Il allait franchir la porte quand Jœ Hawkins s’y est encadré. Les deux hommes ont marqué un arrêt. Hawkins est passé devant Rinaldi et m’a tendu une grande enveloppe brune.
Je l’ai remercié. Il s’est retiré.
Rinaldi a fait lentement demi-tour sur lui-même et, après un coup d’œil en direction de son compagnon, il m’a déclaré :
— Skinny est un peu bourru, parfois. Mais c’est un bon flic. Ne vous inquiétez pas, docteur Brennan.
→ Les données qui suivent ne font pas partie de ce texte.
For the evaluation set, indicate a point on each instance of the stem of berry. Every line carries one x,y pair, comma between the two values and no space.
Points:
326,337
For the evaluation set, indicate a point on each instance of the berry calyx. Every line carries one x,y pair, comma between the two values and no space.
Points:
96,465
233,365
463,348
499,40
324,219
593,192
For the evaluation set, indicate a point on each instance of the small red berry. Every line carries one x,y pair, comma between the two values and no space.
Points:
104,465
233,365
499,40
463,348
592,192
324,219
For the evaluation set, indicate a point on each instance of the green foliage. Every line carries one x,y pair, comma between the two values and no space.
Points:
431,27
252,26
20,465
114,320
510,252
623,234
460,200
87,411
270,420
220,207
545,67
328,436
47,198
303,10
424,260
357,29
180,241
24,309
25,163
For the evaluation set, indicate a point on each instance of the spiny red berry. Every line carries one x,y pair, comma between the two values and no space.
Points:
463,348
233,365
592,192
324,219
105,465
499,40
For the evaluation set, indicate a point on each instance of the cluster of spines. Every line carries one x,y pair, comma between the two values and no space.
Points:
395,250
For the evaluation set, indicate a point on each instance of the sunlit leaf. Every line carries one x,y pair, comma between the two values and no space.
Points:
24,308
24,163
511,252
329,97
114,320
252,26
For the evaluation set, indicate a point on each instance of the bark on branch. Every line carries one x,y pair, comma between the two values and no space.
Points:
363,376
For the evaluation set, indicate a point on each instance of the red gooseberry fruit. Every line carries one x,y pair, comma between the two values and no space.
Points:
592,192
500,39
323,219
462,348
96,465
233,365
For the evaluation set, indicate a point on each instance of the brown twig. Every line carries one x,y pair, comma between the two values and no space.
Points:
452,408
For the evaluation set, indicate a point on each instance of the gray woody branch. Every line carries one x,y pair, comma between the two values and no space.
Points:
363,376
Nous retrouverons les Banks.
À ce moment-là, Slidell a passé sa tête dans l’entrebâillement de la porte.
— Il semblerait que la victime de la fosse d’aisances n’ait pas été découpée à la chaumière du bonheur.
J’ai attendu qu’il veuille bien continuer. Rinaldi aussi.
— Les techniciens de la scientifique ont passé toute la propriété au LumaLite. (Il avait beau sourire, les coins de sa bouche restaient horizontaux.) Pas une goutte de sang. Noir comme un four.
Les policiers partis, j’ai emporté l’enveloppe de Hawkins dans la salle qui pue et réparti les clichés sur les négatoscopes.
À chaque radio que j’accrochais, un nouveau qualificatif me venait à l’esprit pour décrire Slidell.
Crétin.
Queue molle.
Pas mal, les expressions à deux syllabes. Sauf quand une radio glissait et qu’il fallait la raccrocher. Là, trois syllabes, ça marchait bien.
Abruti.
Trou du cul.
Étudiant les clichés l’un après l’autre, j’ai creusé mon chemin dans ce qui avait constitué l’infrastructure du passager. Ses côtes. Ses vertèbres. Son bassin. Ses bras. Ses jambes. Son thorax. Ses clavicules.
En dehors du traumatisme dû à la décélération subite, le squelette ne présentait rien d’anormal.
Jusqu’à ce que j’arrive aux quatre derniers clichés.
J’en étais aux mains et aux pieds du passager quand Larabee s’est matérialisé derrière moi. Pendant dix secondes pleines, ni lui ni moi n’avons rien dit.
Puis le médecin-chef a rompu le silence.
— Doux Jésus dans un poirier en fleur. J’espère que ce n’est pas ça.